`PyTorch` is an open-source machine learning library widely used for applications such as computer vision and natural language processing. It's known for its flexibility, speed, and ease of use. Developed by Facebook's AI Research lab, PyTorch provides two high-level features: Tensor computation (like NumPy) with strong GPU acceleration and Deep Neural Networks built on a tape-based autograd system. Here’s a concise reference guide for common use cases with `PyTorch`:

# `PyTorch` Reference Guide

## Installation
```
pip install torch torchvision
```

## Basic Concepts

### Importing PyTorch
```python
import torch
import torch.nn as nn
import torch.optim as optim
import torchvision.transforms as transforms
```

### Tensors
Tensors are a specialized data structure that are very similar to arrays and matrices.
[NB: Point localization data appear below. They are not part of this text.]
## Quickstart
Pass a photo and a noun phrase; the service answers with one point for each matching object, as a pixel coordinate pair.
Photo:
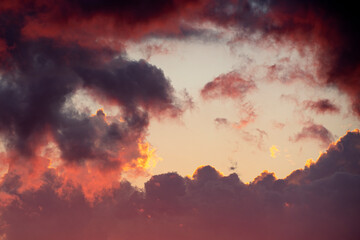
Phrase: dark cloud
(321, 106)
(314, 131)
(320, 202)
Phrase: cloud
(314, 131)
(229, 85)
(232, 86)
(273, 151)
(35, 119)
(320, 201)
(321, 106)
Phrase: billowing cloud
(320, 201)
(314, 131)
(321, 106)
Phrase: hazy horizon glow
(192, 119)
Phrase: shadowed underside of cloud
(49, 51)
(329, 25)
(320, 201)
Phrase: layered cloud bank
(61, 164)
(320, 201)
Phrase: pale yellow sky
(196, 139)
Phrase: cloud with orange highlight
(322, 195)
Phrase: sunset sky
(179, 119)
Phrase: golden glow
(273, 151)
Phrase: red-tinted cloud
(233, 86)
(321, 106)
(320, 202)
(230, 85)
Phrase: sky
(169, 119)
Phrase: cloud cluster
(64, 164)
(314, 131)
(320, 201)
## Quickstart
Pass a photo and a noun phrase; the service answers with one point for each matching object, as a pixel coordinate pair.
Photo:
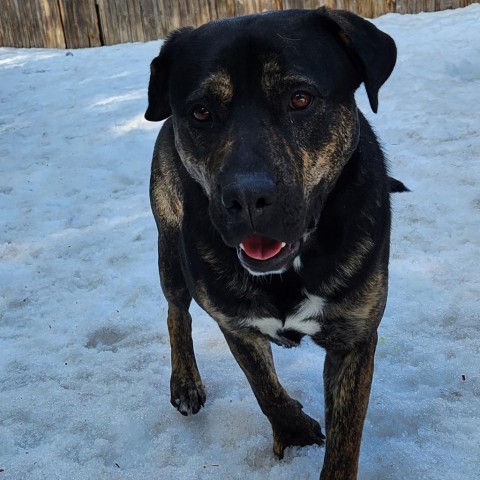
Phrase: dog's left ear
(372, 51)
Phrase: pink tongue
(261, 248)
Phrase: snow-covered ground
(84, 353)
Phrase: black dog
(271, 197)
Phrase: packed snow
(84, 350)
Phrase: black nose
(249, 196)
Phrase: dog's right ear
(158, 88)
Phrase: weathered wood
(87, 23)
(80, 23)
(245, 7)
(31, 23)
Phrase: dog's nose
(249, 196)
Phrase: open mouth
(262, 255)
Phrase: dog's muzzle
(254, 220)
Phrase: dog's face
(265, 119)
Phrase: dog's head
(265, 119)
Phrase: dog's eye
(300, 100)
(201, 113)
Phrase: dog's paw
(187, 396)
(299, 430)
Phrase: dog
(271, 194)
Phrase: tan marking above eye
(300, 100)
(201, 113)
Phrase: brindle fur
(329, 188)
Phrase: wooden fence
(91, 23)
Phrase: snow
(84, 351)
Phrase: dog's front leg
(290, 425)
(347, 382)
(186, 388)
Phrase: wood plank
(80, 23)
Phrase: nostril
(234, 206)
(261, 203)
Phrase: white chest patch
(304, 319)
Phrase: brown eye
(201, 113)
(300, 100)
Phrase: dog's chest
(303, 319)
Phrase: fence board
(80, 23)
(87, 23)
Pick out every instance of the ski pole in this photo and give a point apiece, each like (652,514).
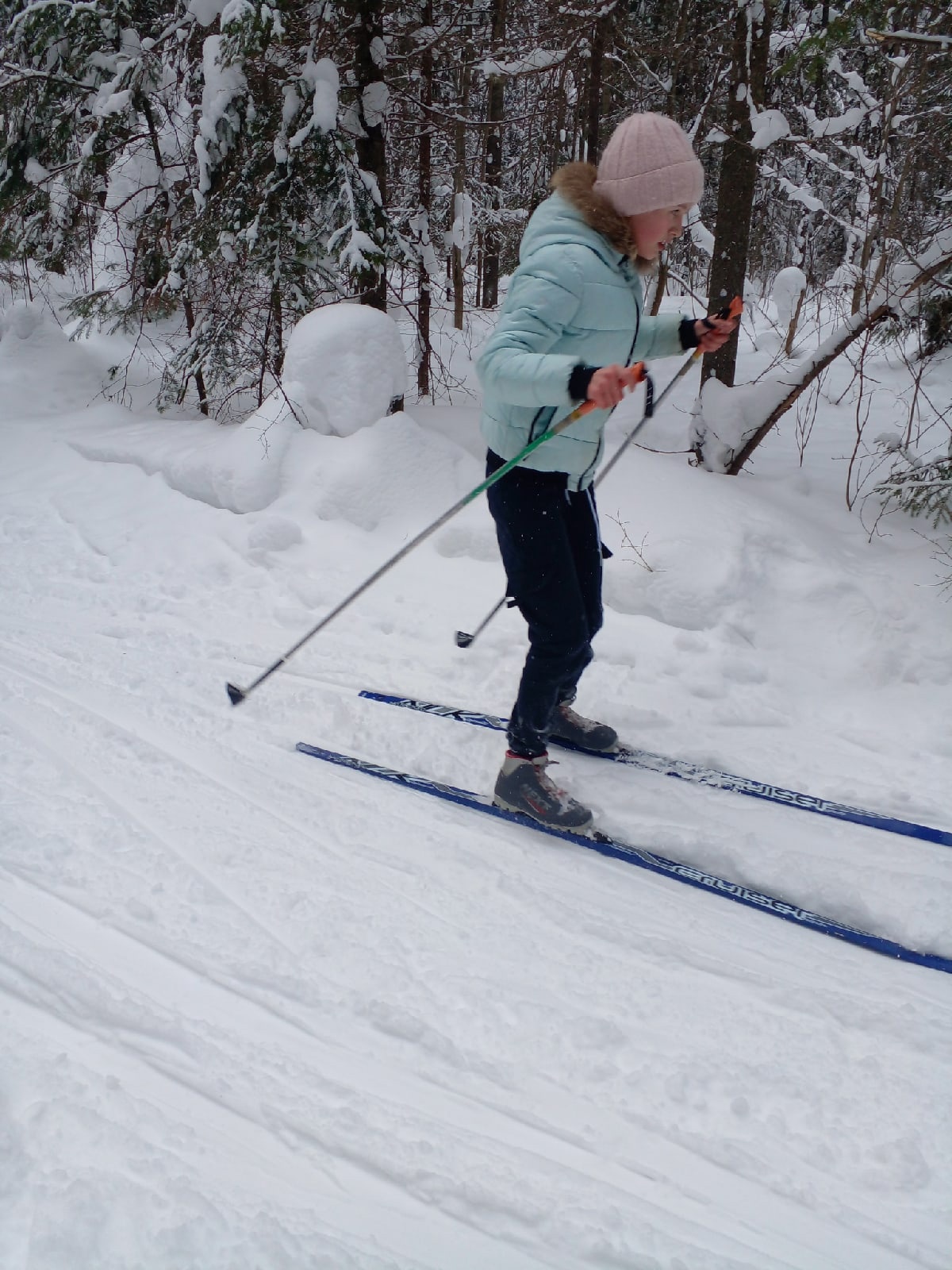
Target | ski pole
(733,310)
(236,695)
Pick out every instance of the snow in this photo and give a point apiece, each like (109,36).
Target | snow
(205,12)
(257,1013)
(768,126)
(789,286)
(343,368)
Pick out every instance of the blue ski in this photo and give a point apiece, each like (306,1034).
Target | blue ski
(643,859)
(693,772)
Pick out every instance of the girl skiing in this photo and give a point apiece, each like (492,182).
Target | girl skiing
(570,328)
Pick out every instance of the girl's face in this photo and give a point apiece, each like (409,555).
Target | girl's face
(653,232)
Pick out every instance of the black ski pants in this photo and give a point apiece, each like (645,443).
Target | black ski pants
(551,548)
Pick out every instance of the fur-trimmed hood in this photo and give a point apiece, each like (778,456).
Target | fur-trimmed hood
(575,182)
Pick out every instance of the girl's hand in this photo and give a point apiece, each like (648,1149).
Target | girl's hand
(609,384)
(714,332)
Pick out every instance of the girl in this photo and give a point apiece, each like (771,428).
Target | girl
(570,327)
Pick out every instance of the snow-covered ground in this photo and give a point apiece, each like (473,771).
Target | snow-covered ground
(257,1013)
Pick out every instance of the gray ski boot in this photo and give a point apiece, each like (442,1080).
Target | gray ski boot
(585,733)
(524,787)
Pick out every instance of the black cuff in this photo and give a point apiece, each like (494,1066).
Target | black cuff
(579,381)
(687,333)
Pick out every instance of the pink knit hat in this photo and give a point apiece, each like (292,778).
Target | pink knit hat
(647,165)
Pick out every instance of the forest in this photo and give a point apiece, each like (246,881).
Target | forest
(205,173)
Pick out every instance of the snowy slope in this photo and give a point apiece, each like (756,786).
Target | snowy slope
(263,1014)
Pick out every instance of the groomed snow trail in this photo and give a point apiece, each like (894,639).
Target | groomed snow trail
(258,1014)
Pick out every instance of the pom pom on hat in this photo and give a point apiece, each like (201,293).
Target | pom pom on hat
(649,164)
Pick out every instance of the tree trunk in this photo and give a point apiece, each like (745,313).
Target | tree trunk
(457,264)
(425,202)
(594,103)
(738,182)
(371,148)
(495,108)
(818,364)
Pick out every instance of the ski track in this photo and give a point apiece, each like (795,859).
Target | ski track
(296,1022)
(685,1157)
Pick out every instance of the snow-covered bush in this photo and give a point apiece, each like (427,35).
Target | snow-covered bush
(344,368)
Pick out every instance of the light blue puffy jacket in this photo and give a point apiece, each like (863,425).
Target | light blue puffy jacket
(574,298)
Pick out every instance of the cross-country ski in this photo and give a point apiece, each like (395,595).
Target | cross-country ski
(641,857)
(693,772)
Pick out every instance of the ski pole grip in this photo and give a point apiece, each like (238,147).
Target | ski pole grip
(640,372)
(733,310)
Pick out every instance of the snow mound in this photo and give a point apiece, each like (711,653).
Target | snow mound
(238,468)
(343,368)
(393,469)
(724,418)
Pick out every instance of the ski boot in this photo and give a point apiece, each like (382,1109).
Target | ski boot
(584,733)
(524,787)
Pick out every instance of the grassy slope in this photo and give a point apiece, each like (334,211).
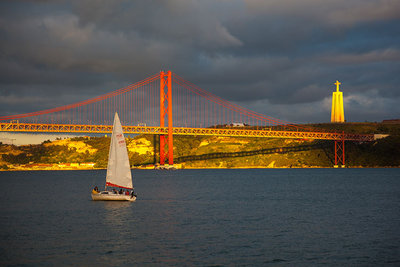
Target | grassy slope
(383,152)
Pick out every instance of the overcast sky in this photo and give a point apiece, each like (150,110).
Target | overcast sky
(277,57)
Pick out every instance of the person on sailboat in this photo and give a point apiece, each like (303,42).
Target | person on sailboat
(95,190)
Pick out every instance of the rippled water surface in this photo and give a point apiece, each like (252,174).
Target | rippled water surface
(261,217)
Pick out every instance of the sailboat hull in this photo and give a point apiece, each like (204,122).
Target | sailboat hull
(109,196)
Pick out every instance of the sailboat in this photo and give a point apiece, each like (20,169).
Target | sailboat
(118,169)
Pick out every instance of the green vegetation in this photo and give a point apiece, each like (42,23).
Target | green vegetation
(219,152)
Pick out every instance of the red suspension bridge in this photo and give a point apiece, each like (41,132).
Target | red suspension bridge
(165,104)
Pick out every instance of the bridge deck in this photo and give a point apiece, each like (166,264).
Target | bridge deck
(70,128)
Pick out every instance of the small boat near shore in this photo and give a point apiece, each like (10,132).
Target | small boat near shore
(119,176)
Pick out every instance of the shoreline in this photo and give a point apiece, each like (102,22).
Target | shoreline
(197,168)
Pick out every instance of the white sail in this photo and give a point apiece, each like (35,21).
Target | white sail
(118,169)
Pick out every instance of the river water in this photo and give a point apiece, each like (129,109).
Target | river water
(249,217)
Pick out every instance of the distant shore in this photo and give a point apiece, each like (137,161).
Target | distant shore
(79,168)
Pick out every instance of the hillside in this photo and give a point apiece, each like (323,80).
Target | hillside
(211,151)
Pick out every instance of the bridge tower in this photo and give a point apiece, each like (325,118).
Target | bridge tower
(166,111)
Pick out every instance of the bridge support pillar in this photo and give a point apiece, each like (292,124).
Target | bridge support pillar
(339,153)
(166,110)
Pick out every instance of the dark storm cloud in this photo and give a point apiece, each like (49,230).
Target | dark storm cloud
(280,58)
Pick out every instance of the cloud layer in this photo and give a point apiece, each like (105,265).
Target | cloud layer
(279,58)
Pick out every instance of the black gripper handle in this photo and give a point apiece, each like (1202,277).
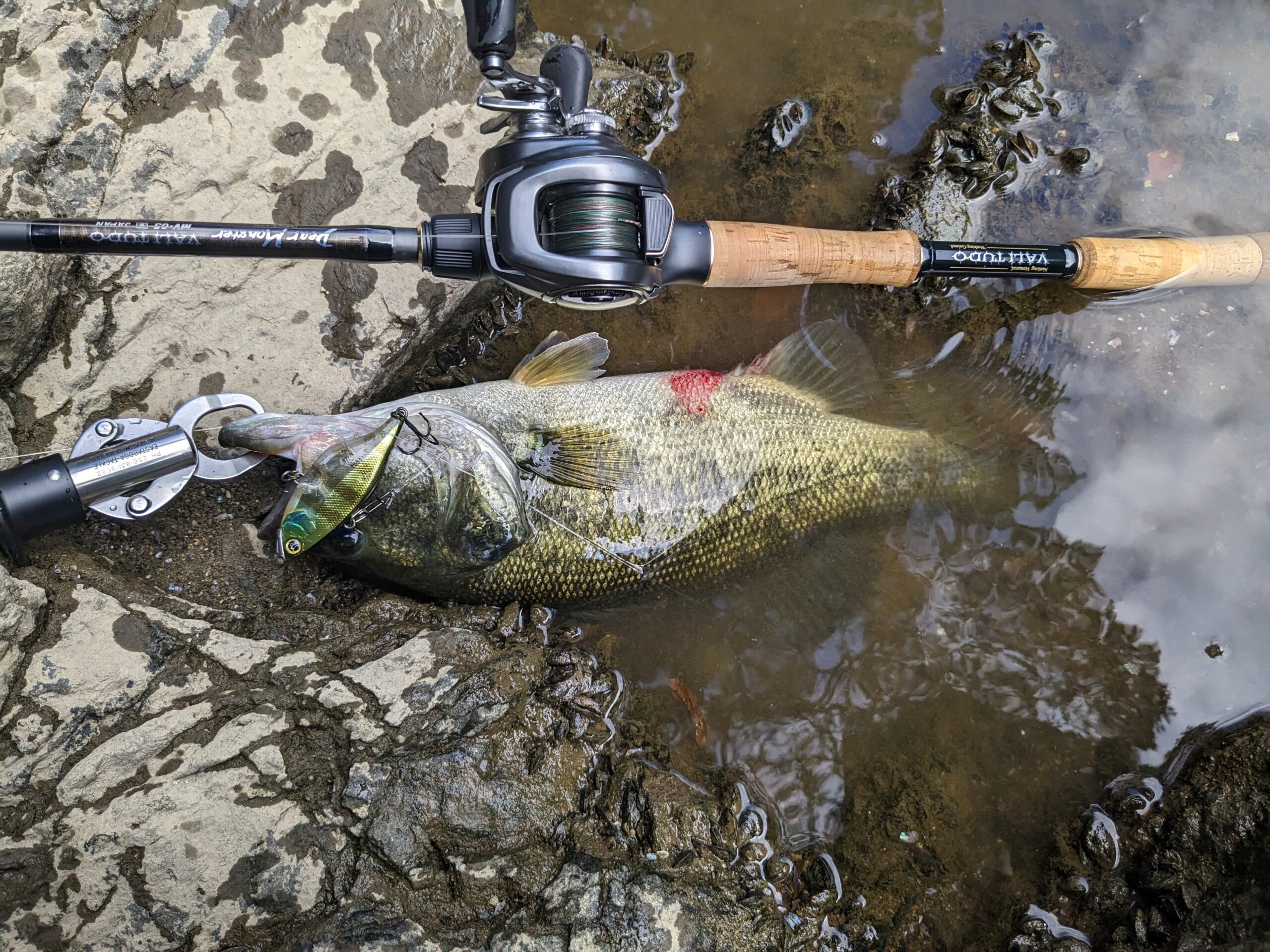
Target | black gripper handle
(570,67)
(36,498)
(491,27)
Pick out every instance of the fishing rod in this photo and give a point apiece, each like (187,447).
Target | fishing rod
(571,216)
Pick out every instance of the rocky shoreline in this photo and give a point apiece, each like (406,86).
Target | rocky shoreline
(198,751)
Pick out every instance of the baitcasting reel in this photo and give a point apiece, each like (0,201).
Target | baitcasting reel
(568,215)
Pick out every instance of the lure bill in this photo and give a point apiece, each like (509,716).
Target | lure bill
(334,486)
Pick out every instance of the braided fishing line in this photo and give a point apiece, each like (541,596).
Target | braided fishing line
(596,223)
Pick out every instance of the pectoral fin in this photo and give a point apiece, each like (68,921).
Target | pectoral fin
(581,457)
(827,362)
(561,361)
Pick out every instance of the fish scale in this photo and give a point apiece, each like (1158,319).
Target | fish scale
(624,483)
(763,466)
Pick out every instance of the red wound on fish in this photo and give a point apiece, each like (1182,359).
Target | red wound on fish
(694,389)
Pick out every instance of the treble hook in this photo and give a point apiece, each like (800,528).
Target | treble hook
(403,416)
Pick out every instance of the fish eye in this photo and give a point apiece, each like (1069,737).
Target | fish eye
(343,542)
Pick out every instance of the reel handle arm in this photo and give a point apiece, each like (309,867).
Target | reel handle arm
(112,459)
(491,28)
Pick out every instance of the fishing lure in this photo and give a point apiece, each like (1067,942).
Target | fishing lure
(350,470)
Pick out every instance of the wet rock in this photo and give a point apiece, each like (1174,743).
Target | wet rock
(985,141)
(394,774)
(1191,865)
(8,448)
(21,604)
(254,116)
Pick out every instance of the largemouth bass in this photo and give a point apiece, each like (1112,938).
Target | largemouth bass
(558,486)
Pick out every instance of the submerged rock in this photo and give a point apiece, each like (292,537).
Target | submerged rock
(985,141)
(1174,861)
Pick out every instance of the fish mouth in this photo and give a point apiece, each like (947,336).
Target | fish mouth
(299,437)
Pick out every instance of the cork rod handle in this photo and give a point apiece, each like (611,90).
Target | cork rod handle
(750,255)
(1122,264)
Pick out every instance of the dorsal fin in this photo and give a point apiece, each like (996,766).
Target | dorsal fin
(561,361)
(825,361)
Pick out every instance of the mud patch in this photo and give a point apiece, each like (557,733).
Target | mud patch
(346,285)
(255,33)
(318,201)
(426,166)
(316,106)
(1173,861)
(293,139)
(148,105)
(422,58)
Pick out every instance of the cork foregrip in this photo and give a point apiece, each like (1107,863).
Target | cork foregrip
(749,255)
(1122,264)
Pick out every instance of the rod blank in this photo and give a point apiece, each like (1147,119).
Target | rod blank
(359,243)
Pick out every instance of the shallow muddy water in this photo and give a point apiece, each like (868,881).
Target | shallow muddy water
(964,678)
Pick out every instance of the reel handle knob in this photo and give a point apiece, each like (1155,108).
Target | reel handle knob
(570,67)
(491,27)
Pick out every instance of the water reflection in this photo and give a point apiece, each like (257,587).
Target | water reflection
(1117,593)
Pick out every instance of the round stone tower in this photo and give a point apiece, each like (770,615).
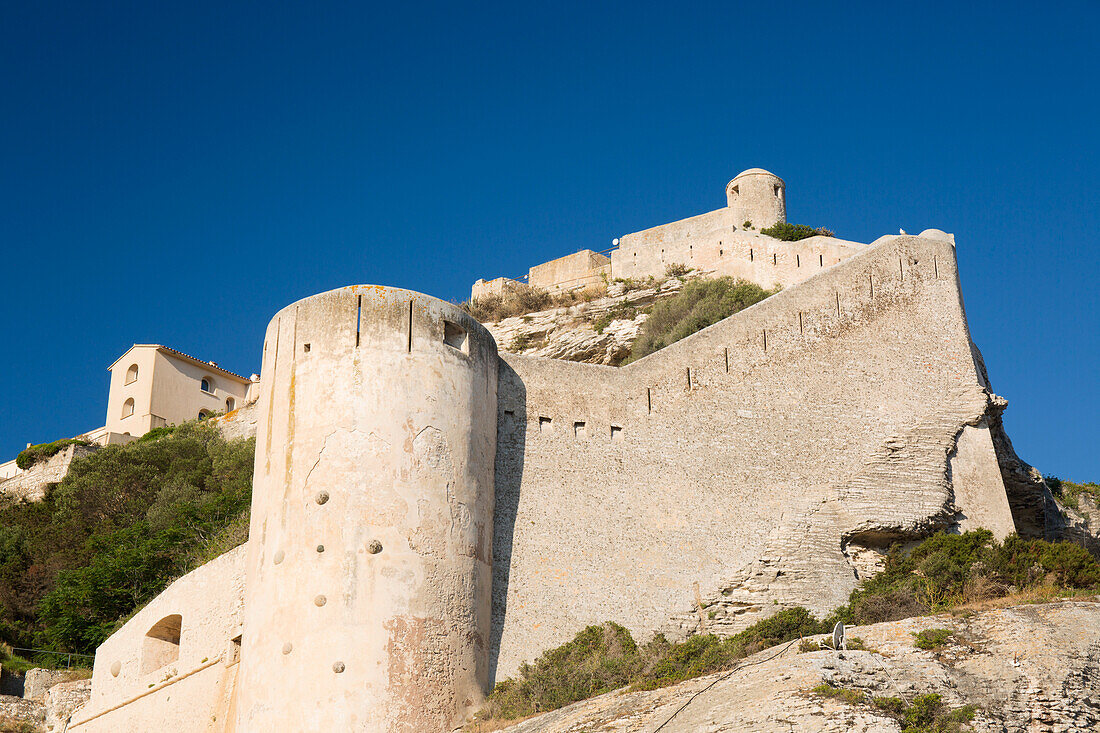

In PyTorch, we use tensors to encode the inputs and outputs of a model, as well as the model’s parameters.

```python
# Create a tensor
x = torch.Tensor([[1, 2], [3, 4]])

# Create a tensor with random data
random_tensor = torch.rand(2, 3)

# Create a tensor with zeros
zeros_tensor = torch.zeros(2, 3)

# Check if your system supports CUDA
device = "cuda" if torch.cuda.is_available() else "cpu"
```

## Building Models

### Defining a Neural Network
```python
class Net(nn.Module):
    def __init__(self):
        super(Net, self).__init__()
        self.conv1 = nn.Conv2d(1, 6, 5)
        self.pool = nn.MaxPool2d(2, 2)
        self.conv2 = nn.Conv2d(6, 16, 5)
        self.fc1 = nn.Linear(16 * 5 * 5, 120)
        self.fc2 = nn.Linear(120, 84)
        self.fc3 = nn.Linear(84, 10)

    def forward(self, x):
        x = self.pool(F.relu(self.conv1(x)))
        x = self.pool(F.relu(self.conv2(x)))
        x = x.view(-1, 16 * 5 * 5)
        x = F.relu(self.fc1(x))
        x = F.relu(self.fc2(x))
        return self.fc3(x)

net = Net().to(device)
```

## Training a Model

### Loss Function and Optimizer
```python
criterion = nn.CrossEntropyLoss()
optimizer = optim.SGD(net.parameters(), lr=0.001, momentum=0.9)
```

### Training Loop
```python
for epoch in range(num_epochs):
    running_loss = 0.0
    for i, data in enumerate(trainloader, 0):
        inputs, labels = data[0].to(device), data[1].to(device)

        optimizer.zero_grad()

        outputs = net(inputs)
        loss = criterion(outputs, labels)
        loss.backward()
        optimizer.step()

        running_loss += loss.item()
    print(f'Epoch {epoch + 1}, Loss: {running_loss / len(trainloader)}')
```

## Evaluating the Model
```python
correct = 0
total = 0
with torch.no_grad():
    for data in testloader:
        images, labels = data[0].to(device), data[1].to(device)
        outputs = net(images)
        _, predicted = torch.max(outputs.data, 1)
        total += labels.size(0)
        correct += (predicted == labels).sum().item()

print(f'Accuracy of the network on test images: {100 * correct / total}%')
```

## Saving and Loading Models
```python
# Save
torch.save(net.state_dict(), 'model.pth')

# Load
net = Net()
net.load_state_dict(torch.load('model.pth'))
net.to(device)
```

`PyTorch` excels in offering flexibility and speed during the development of complex machine learning models. Its dynamic computation graph paradigm allows modifications to the graph on the fly and maps to Pythonic programming closely. This guide covers foundational concepts and tasks in PyTorch, but the library’s capabilities extend to support advanced machine learning and artificial intelligence projects.


PyTorch's intuitive design and ease of use, along with its comprehensive documentation and vibrant community, make it a preferred tool for both academic researchers and developers in industry.